Godiva Singapore staging chocolate fashion show
A chocolate fashion show by Godiva Singapore in partnership with Lagardere Travel Retail is being presented at Changi Airport.
In Terminal 2 transit, the display marks the launch of the Belgian chocolatier’s latest luxury collection, Godiva Gold Discovery. It features three dresses by French contemporary designer Anne Sophie Cochevelou combining fashion with representations of Godiva’s chocolate boxes, including the new collection.
The Tradition to Modernity showpiece dress on a static mannequin can be viewed from all angles. Gold Collection boxes edge the hem of the skirt, which comprises triangular brown godets. The bodice is of Godiva Coeur-like lace with a collar of Gold Discovery boxes.

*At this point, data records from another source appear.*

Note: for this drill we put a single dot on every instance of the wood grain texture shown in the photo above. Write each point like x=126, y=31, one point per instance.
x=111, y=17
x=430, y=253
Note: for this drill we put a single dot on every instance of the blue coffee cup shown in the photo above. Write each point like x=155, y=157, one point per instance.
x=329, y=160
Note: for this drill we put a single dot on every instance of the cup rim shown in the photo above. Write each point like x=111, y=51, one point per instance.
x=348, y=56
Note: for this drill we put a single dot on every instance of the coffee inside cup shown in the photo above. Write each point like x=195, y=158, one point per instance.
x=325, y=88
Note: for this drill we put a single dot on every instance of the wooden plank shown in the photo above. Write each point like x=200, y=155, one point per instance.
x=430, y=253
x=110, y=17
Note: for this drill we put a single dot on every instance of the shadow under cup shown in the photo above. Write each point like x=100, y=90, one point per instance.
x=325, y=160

The headpiece is decorated with imitation chocolates.
The Empress Dress, with bustles of Gold Discovery boxes and garlands of chocolates, adorns a model in a photo booth where customers can pose for a free instant photo “wearing” the dress.

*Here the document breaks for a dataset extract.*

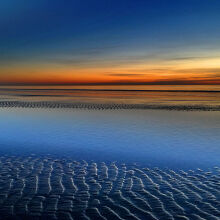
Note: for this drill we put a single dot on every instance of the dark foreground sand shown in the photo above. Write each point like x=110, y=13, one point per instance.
x=20, y=104
x=49, y=188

The Heart of the Collection Dress is decorated with Coeur Grand and Iconique gift boxes.
Around the stage are displays of Godiva Gold Discovery, and a hostess engages with shoppers and offers samples at peak times.
“We believe the fashion presentation will let travellers discover and experience chocolate through a very different experience,” says Lagardere Travel Retail Singapore/Malaysia CEO Louis Dambrine.
Describing the initiative as “ground-breaking”, Godiva Travel Retail GM Matthew Hodges says Anne Sophie Cochevelou’s Godiva dresses are extraordinary creations.
The Chocolate Fashion Show continues until the end of next month.
Godiva Gold Discovery is a 28-piece collection of ganaches, pralines, mousses and caramels, including two new pieces, presented in a contemporary gold gift box embossed with the signature “G” and the Lady Godiva emblem. It is tied with a gold satin ribbon and decorated with a hangtag.
Ganache flavours include passionfruit and pink pepper, white chocolate and bourbon vanilla, intense coffee, raspberry rose, and 85 per cent dark chocolate. The caramels are chocolate or salted, while the elderberry and lychee/strawberry mousses are joined by the new Mexican-origin chocolate mousse.
Among the pralines, pistachio has been added to the signature hazelnut pralines in white and milk chocolate, an almond praline with whole roasted almond, the hazelnut praline with caramelised macadamia nuts, and a caramelised pecan praline.